Benchmark design
Provenance-Bounded Evidence Packets
Research on evidence graph packets that help small models make more stable, better-grounded decisions under the same token budget.
Thesis
For sub-10B models, the decisive question is often not more context, but better evidence discipline: source-bounded packets, valid provenance, and stable decision transfer.
Why it matters now
Organizations want smaller, cheaper, local, or private models to support decisions, but weak grounding can create unsupported claims and brittle outputs.
Evidence surface
- PB-EGP scope defines provenance-bounded evidence graph packets against top-k text, summaries, graph pruning, and context compression.

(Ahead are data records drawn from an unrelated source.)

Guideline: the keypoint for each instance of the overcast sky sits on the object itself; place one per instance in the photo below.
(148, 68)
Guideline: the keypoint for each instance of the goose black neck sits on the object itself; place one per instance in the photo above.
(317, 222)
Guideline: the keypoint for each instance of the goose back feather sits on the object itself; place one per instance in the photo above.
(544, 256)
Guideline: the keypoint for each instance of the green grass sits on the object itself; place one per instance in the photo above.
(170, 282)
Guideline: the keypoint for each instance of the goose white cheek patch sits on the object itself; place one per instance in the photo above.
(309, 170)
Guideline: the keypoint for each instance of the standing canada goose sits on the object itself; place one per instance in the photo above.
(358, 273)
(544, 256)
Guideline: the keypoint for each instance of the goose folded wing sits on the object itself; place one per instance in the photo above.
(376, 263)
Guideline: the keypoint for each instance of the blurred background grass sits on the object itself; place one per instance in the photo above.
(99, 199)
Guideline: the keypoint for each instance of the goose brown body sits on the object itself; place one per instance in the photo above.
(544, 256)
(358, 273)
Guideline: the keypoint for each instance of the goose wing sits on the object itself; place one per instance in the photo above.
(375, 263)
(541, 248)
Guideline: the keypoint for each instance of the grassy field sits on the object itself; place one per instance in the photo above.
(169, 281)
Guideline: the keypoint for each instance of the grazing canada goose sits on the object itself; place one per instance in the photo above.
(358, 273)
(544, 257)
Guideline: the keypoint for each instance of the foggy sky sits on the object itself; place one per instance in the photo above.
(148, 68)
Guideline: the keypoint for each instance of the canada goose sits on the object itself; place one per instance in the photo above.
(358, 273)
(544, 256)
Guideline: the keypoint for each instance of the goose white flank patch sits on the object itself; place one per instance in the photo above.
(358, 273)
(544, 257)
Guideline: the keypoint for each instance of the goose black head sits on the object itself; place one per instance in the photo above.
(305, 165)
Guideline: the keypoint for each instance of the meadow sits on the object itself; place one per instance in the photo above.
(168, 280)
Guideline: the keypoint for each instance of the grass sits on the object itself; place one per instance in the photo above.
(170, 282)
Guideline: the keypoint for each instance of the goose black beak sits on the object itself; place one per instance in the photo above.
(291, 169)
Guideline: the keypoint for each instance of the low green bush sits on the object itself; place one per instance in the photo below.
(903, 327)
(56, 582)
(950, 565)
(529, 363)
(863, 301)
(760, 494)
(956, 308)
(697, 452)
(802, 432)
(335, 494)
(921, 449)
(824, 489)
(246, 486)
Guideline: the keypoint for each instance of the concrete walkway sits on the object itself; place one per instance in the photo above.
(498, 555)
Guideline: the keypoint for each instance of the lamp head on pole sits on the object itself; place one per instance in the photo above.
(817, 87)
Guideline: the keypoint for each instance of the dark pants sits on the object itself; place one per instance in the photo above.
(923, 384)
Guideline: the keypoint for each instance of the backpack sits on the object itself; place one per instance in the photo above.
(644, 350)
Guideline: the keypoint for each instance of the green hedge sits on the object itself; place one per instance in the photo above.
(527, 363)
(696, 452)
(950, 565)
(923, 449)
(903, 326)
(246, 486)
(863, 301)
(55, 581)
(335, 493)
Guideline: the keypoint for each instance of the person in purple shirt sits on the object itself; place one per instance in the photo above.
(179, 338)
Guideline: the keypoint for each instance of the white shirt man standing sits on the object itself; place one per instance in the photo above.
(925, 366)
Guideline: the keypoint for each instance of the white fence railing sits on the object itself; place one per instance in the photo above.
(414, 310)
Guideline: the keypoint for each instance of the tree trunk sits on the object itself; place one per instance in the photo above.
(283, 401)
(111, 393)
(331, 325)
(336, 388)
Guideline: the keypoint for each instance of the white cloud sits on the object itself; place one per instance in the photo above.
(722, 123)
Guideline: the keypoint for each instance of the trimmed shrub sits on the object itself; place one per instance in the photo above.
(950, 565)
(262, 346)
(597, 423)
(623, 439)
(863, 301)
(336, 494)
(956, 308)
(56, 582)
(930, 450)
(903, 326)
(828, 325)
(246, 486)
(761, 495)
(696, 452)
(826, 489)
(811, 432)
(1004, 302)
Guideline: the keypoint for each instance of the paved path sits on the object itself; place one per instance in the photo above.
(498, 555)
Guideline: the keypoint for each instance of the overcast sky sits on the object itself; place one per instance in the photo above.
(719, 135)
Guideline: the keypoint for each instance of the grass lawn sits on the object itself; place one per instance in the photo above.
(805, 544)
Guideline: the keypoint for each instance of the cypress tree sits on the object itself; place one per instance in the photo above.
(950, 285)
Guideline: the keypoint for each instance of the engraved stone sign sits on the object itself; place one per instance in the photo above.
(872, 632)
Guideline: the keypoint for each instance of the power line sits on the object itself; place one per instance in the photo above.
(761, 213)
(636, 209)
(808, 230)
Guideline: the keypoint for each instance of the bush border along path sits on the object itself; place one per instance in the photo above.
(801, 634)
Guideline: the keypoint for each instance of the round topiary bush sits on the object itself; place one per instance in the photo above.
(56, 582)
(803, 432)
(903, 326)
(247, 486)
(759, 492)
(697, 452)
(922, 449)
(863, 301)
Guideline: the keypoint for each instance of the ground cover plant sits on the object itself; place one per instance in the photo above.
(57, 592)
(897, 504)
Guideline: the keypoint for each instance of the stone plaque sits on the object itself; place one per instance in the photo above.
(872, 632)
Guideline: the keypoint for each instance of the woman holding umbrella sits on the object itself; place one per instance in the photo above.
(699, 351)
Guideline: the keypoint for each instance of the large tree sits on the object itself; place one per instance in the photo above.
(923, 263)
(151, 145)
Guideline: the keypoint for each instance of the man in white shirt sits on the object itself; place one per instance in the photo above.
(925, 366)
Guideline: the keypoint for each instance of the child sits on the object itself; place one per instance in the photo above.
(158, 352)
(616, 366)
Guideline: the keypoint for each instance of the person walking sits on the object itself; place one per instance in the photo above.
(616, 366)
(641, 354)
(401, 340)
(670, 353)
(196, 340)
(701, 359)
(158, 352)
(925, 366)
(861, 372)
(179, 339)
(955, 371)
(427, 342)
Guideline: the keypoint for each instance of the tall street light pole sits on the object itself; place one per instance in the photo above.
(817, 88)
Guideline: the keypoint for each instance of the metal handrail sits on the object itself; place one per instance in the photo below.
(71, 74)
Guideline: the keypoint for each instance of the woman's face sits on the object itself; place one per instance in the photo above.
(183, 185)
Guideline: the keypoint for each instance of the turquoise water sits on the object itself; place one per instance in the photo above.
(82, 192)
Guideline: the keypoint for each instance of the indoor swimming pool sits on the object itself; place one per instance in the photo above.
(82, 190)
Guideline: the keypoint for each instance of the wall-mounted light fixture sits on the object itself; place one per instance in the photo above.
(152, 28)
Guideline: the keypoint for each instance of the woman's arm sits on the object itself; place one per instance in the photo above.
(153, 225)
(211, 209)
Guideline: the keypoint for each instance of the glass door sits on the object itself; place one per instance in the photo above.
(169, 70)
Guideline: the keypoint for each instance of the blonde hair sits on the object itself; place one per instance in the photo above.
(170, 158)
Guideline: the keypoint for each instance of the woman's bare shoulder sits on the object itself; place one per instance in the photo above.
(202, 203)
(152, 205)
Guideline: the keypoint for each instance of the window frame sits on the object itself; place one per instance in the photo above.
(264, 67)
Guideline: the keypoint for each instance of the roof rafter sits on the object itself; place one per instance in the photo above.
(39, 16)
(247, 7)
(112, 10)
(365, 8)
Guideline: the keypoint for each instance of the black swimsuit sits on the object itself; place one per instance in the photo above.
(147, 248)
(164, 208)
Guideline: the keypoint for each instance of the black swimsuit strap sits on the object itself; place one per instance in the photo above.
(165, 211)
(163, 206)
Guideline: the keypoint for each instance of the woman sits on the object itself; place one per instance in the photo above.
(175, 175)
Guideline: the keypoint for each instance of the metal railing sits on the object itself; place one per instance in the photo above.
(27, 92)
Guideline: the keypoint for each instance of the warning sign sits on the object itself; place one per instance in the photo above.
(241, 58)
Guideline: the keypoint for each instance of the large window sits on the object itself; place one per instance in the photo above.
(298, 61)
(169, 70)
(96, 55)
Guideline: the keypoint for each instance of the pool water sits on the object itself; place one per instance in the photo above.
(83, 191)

- Support-Transfer Validation work advanced through adjudication, fallback packaging, release manifests, and semantic validation.
- Pilot design focuses on public SciFact and FEVEROUS records with unsupported-claim, provenance-validity, correctness, and stability metrics.
Validation path
- Public records
- Packet schema
- Audit rubric
- Decision stability
Current outputs
Research charter, schemas, pilot fixtures, validation gates, and manuscript strategy.
Scope control
Benchmark rows, gold files, prompts, packet internals, and raw source text stay in the execution repo until a deliberate public release channel is chosen.
Questions
- What evidence structure helps a small model stay grounded under a fixed token budget?
- How should provenance validity be measured separately from answer correctness?
- When is a fallback-scope research package ready for public artifact release?